Question

Ages of five boys are ( 2a + 5 ), ( 3a – 4 ), ( a + 3 ), ( 2a - 5 ) and ( 2a + 6 ) respectively, if the average of ages is 21 find the value of ‘ a ’ .
( a ) 105
( b ) 100
( c ) 10
( d) 106

Answer 1

Hint: We can see that there is a factor ‘ a ‘ which is common in ages of all five boys so we have to find such ‘ a ‘ and we will find it with the concept of average value method. This method is used to find the average of any number of numerical values.
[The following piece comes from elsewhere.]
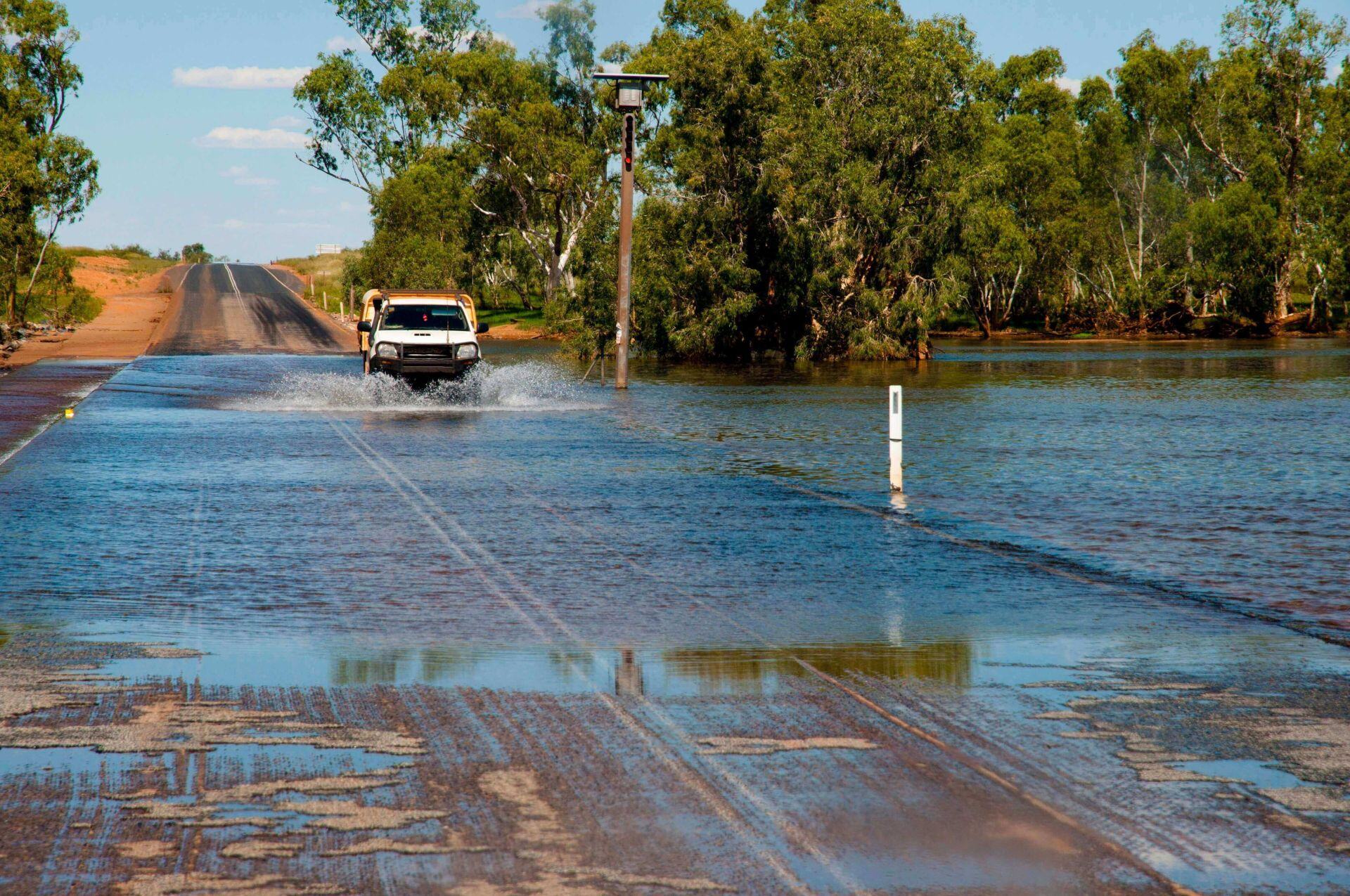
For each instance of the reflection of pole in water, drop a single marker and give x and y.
(628, 676)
Complete step by step answer:
In question it is given that there are five boys and ages of these five boys are ( 2a + 5 ), ( 3a – 4 ), ( a + 3 ), ( 2a - 5 ) and ( 2a + 6 ) respectively. And, also it is given that the average age of these five boys is 21 years.
Now, we know that there is a concept known as Average Value. It is denoted by $\overline{n}$ and is defined as,
In general, if we have say total n numbers say ${{n}_{1}},{{n}_{2}},{{n}_{3}},........,{{n}_{n}}$ then, the average value of these total n objects will be equal to, Average value $\overline{n}=\dfrac{total\text{ }sum\text{ }of\text{ }all\text{ }n\text{ }values}{total\text{ }number\text{ }of\text{ }values}$ that is
$\overline{n}=\dfrac{{{n}_{1}}+{{n}_{2}}+{{n}_{3}}+.......+{{n}_{n}}}{n}$ .
So here we have five values then n = 5 and let the values be say, ${{n}_{1}}=2a+5,{{n}_{2}}=3a-4,{{n}_{3}}=a+3,{{n}_{4}}=2a-5,{{n}_{5}}=2a+6$.
So, Average age value $\overline{n}=\dfrac{(2a+5)+(3a-4)+(a+3)+(2a-5)+(2a+6)}{5}$…… ( i )
It is given that the average value is equal to 21.
So , putting value of average in equation ( i ), we get
$21=\dfrac{(2a+5)+(3a-4)+(a+3)+(2a-5)+(2a+6)}{5}$
Taking 5 from denominator on right side to left side we get,
$21\times 5=(2a+5)+(3a-4)+(a+3)+(2a-5)+(2a+6)$
On solving we get,
$10a+5=105$,
On simplification, we get
$\begin{align}
  & 10a=105-5 \\
 & 10a=100 \\
 & a=10 \\
\end{align}$

So, the correct answer is “Option c”.

Note: Always remember the concept of Average value. It might happen that if we have more values to add we may make calculation mistakes so try to avoid the calculation mistake. In Cross multiplication, the number should be multiplied with each term when we open brackets.